/wikieduinfra

Wiki Edu infrastructure

Primary LanguageHCLMIT LicenseMIT

Wikiedu's Hashistack Setup

This repository contains the Terraform configuration for Wikiedu.

This configuration:

  • Creates a datacenter on Linode, connected by Consul.
  • Creates a Nomad cluster.
  • Spins up the necessary resources (redis, mariadb, memcached) for powering the WikiEdu Rails app.

Steps to Spin Up a New Datacenter

  1. Create a secrets.tfvars file in the linode and nomadservers directories. See secrets.tfvars.example and variables.tf for more information.
  2. Ensure all binaries (below) are on your PATH
  3. terragrunt run-all init
  4. terragrunt run-all apply
  5. Point subdomains to the address of your new nginx node.
  6. Run the provided ssl provision script (in nomadserver ) on the nginx node.
  7. waypoint init && waypoint up from the WikiEd project directory.

Binaries required

  1. Waypoint (0.3)
  2. Terraform (0.15)
  3. Terragrunt (0.28.21)
  4. ssh-keyscan and scp

Using Waypoint Exec

You may connect to any container running the rails app with waypoint exec.
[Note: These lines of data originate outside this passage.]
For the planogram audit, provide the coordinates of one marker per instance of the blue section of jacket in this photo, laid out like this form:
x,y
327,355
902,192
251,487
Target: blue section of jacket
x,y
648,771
However, once inside the container, you must prefix all commands with /cnb/lifecycle/launcher in order to set $PATH correctly and get all of your actually-installed Rubies/gems/etc, rather than using the system versions.

Scaling Strategy

Rails and Sidekiq workloads: If you're running out Sidekiq capacity (queues getting backed up) or Rails capacity (HTTP queue latency reported is unacceptable, say 150milliseconds or more), you should add additional "no volume" nodes by increasing the task group count to provide more resources, then change the rails jobspec file in the WikiEdu repo or use the nomad job scale command.
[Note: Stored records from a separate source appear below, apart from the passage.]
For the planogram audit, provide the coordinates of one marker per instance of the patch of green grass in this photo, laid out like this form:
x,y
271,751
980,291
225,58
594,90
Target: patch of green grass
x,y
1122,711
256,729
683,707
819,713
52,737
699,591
  • More NGINX capacity If Nginx is running out of CPU, resize the node (in linode/main.tf). This will take about 5 minutes and will cause hard downtime. You will then need to increase the cpu/memory allocation in the Nomad jobfile for Nginx.
  • More Redis or Memcache capacity. Update the appropriate variables that control CPU/memory allocation. If that means that you have no available space in the cluster topology, provision additional nodes in linode/main.tf.
  • More MariaDB capacity. Resize the node. This will cause hard downtime of 5 minutes or more. You will need to update the cpu/memory allocation in the mariadb job spec. It is intended that the mariadb job takes all of the resources on its node.